Ovingham Bridge and an electric railway

I was obviously mulling over Colin Tapping, the Hexham Courant (see https://www.facebook.com/permalink.php?story_fbid=805252949586887&id=244877205624467) and Ovingham Bridge in my sleep. I awoke with this perfectly formed. So Mr Tapping acknowledges Prudhoe is larger than Hexham but his best advice is learn to live without Ovingham Bridge. Many of you have (his evidence?). In this expression of fraternal concern, there is this point to be made. Next time Hexham bridge falls, Mr Tapping will not be in the least bit put out if we suggest that Hexham learns to live without it. After all, they have the bypass bridge just to the west and Corbridge to the east. No difference at all to Prudhoe, Bywell and Wylam. Hexham could happily and without agitation do without Hexham bridge. This line of thought is clearly so preposterous that it leaves you wondering why has Mr Tapping written as he has? To cynically ensure his letter columns fill for weeks?

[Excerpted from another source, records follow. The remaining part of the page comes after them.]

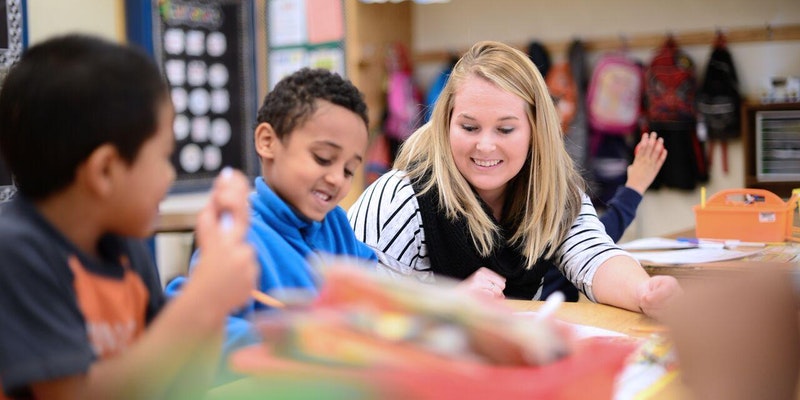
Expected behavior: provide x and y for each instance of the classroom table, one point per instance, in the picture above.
(788, 254)
(582, 312)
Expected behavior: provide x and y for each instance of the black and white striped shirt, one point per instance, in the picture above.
(387, 218)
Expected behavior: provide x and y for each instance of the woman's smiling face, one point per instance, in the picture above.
(490, 136)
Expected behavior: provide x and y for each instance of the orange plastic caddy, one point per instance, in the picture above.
(746, 214)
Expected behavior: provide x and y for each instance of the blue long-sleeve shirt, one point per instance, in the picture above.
(286, 244)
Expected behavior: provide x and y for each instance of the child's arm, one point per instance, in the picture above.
(190, 326)
(650, 155)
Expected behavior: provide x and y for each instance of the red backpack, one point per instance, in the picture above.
(670, 91)
(671, 85)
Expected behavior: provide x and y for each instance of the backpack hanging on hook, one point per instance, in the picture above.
(719, 101)
(670, 95)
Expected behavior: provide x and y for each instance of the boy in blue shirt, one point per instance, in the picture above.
(86, 131)
(311, 138)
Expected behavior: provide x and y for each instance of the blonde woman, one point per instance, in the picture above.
(486, 193)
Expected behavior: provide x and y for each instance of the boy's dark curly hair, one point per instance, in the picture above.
(294, 99)
(66, 97)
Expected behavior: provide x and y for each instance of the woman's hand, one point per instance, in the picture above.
(484, 282)
(655, 294)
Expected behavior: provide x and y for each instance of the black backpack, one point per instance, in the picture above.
(719, 102)
(718, 99)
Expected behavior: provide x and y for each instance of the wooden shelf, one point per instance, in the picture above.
(782, 189)
(764, 33)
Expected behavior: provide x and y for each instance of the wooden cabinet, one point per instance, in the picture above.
(371, 29)
(757, 155)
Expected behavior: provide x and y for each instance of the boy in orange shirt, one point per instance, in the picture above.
(86, 130)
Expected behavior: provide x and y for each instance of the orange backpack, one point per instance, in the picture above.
(564, 92)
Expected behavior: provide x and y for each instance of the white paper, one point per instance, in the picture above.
(287, 22)
(690, 256)
(580, 331)
(655, 243)
(284, 62)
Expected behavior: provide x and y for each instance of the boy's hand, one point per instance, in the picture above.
(649, 156)
(226, 271)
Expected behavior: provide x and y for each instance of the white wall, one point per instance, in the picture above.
(48, 18)
(456, 25)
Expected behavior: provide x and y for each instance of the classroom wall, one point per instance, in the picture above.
(48, 18)
(454, 26)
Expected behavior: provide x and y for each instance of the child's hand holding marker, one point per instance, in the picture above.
(227, 266)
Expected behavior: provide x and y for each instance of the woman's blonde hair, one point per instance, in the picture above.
(540, 207)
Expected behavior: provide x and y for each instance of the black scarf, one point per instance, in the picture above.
(452, 253)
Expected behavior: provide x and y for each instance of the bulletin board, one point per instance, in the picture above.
(304, 33)
(13, 41)
(205, 49)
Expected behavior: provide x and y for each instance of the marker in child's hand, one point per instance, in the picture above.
(550, 306)
(226, 218)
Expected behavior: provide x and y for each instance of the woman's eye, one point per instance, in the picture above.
(322, 161)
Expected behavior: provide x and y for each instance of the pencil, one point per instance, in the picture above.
(266, 299)
(702, 197)
(649, 329)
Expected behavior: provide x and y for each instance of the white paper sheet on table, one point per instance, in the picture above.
(691, 255)
(656, 243)
(580, 331)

Mr Tapping's views however tap into something else deeply worrying about the north east in the 21st century. Our region seems entirely unable to pull together. When Prudhoe and Hexham can argue amongst themselves, when Ashington can stuff Morpeth, when Prudhoe's own are unable to agree without hesitation that a new road to the A69 is essential, when Sunderland and Newcastle cannot work together (instance Sunderland museums being pulled from the joint service), when people cannot agree who should chair the LEP, etc, etc, the North West and Yorkshire run circles around the North East. Middlesbrough and Tees Valley don't even want to be part of the North East. The reason they run circles around us is because they have learnt to come together and share. Greater Manchester (as in Tyne and Wear) has effectively been reconstituted and each council (large and small just like the EU) takes it in turns to chair. Is Nick Forbes in Newcastle willing to come up with that?

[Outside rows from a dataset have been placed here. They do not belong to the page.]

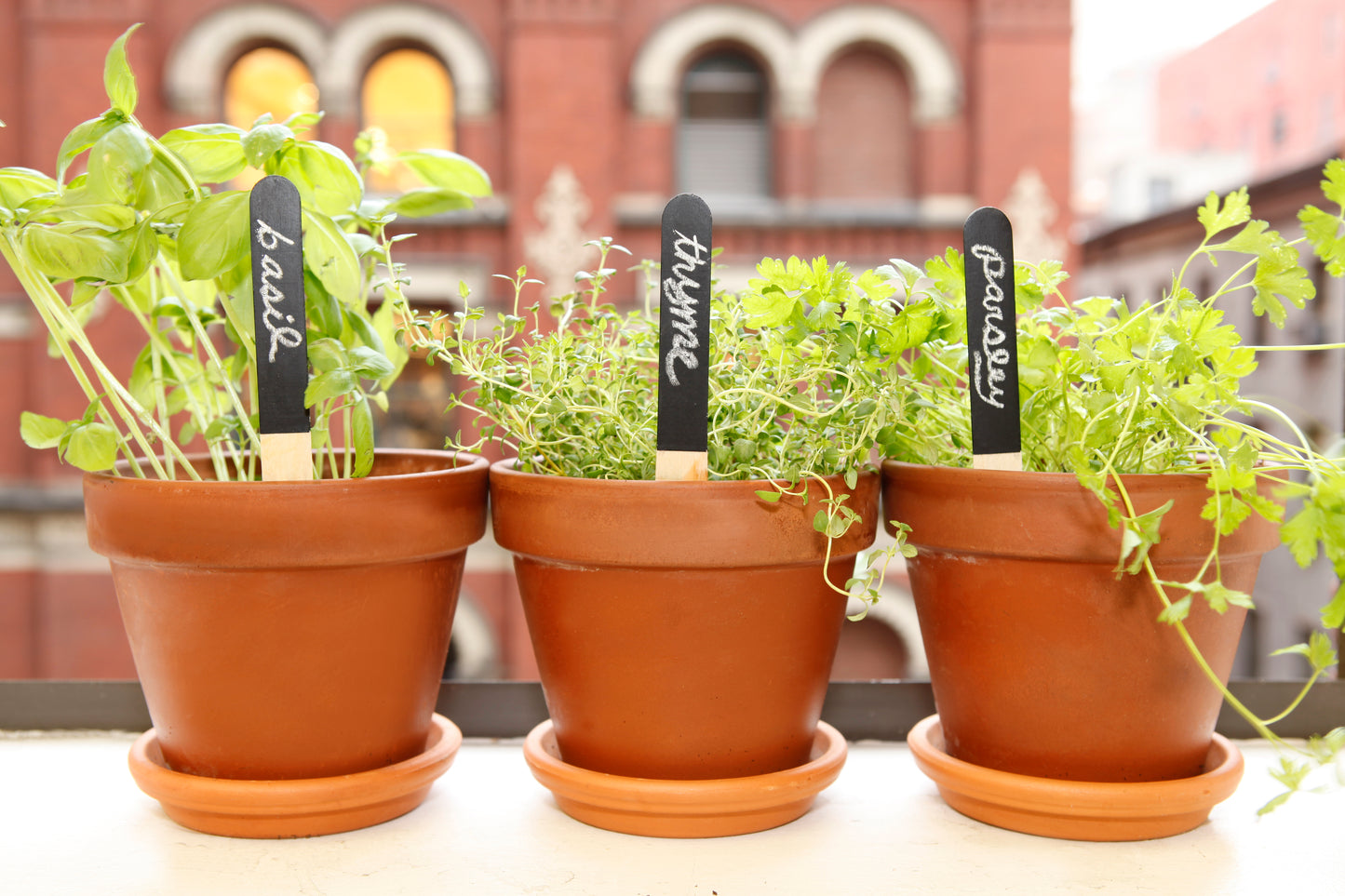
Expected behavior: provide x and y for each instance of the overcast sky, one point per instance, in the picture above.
(1115, 33)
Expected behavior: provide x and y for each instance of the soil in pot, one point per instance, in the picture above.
(1044, 662)
(290, 630)
(682, 630)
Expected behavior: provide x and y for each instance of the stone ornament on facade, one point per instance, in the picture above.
(557, 249)
(1032, 211)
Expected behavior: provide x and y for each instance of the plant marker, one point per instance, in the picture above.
(280, 323)
(991, 341)
(685, 341)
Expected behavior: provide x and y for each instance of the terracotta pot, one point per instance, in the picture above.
(290, 630)
(682, 628)
(1044, 662)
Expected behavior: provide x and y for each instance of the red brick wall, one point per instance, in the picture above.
(562, 96)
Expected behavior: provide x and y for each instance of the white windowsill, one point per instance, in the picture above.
(74, 822)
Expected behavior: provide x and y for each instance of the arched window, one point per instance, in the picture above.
(408, 101)
(862, 139)
(266, 80)
(724, 138)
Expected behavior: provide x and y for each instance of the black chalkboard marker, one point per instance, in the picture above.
(683, 341)
(277, 256)
(991, 341)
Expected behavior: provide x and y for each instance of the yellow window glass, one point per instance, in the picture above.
(408, 102)
(266, 80)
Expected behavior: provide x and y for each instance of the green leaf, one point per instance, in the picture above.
(324, 177)
(428, 201)
(1333, 614)
(768, 308)
(213, 153)
(1318, 651)
(1217, 217)
(329, 385)
(142, 252)
(214, 237)
(323, 311)
(330, 257)
(65, 253)
(115, 163)
(450, 171)
(82, 136)
(1176, 612)
(1333, 181)
(1138, 536)
(91, 447)
(117, 78)
(262, 141)
(41, 432)
(362, 436)
(369, 362)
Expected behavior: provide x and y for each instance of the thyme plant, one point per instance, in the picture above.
(800, 381)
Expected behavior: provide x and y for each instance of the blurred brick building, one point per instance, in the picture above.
(862, 130)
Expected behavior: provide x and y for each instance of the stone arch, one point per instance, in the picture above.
(656, 72)
(365, 33)
(934, 72)
(195, 70)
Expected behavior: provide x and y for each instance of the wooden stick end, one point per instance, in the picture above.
(1012, 461)
(692, 466)
(287, 456)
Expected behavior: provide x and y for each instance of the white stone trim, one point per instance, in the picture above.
(362, 35)
(797, 62)
(194, 75)
(658, 68)
(936, 82)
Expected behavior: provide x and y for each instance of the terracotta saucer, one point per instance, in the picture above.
(302, 808)
(658, 808)
(1072, 809)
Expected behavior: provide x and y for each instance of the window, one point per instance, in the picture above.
(862, 138)
(266, 80)
(724, 141)
(408, 102)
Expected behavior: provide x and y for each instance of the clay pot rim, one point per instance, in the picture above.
(658, 488)
(698, 525)
(123, 476)
(1078, 799)
(1039, 479)
(1027, 503)
(241, 799)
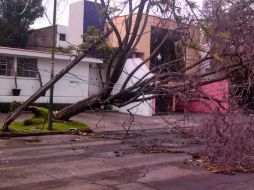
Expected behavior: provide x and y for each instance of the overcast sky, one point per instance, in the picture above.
(62, 13)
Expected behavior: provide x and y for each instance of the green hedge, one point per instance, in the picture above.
(5, 107)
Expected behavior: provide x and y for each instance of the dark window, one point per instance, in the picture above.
(27, 67)
(62, 37)
(6, 65)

Problems both in Prudhoe and in the region may seem worringly complex and intractable. However I think they come down to simple roots. Will you trust others and will you share? If you won't, look forward to a lot more of the same and the best folk packing bags. On the horizon is another instance. Mr Tapping threw into the mix the electrification of the Tyne Valley line as a reason for Prudhoe not getting a new connection to the A69. I have news for him, according to Network Rail electrifying our railway is on a par with the Barton on Humber branch. Something not remotely on the radar. However doubtless he could retort "well at least the coming Arriva rail franchise, promises us new trains for the Pacers to go". News there as well, if you know which meetings and briefings to go to , which newsgroups to look at, it is now ABSOLUTELY CLEAR Arriva are not bringing new trains to the North East. The many new trains they are buying are going to Yorkshire and Lancashire. What you will see passing through Prudhoe station is something called a Class 158. A nice train in itself but here is the rub, already 26 years old and as I will attach a photo below, a type of train Tyne Valley communters were used to riding in the early 1990s. Until we can get our act together, this is what we are worth, other people's cast offs. Even so this will be a 90mph train running on a 65mph railway so the real challenge is as Mr Tapping suggests the infrastructure, but there is so much to do to it before wiring becomes good sense.

The winter of 1990/91 at Prudhoe and a Class 158 four car rake handles the commuter traffic. This is the new train Arriva will deliver to us in a year or so.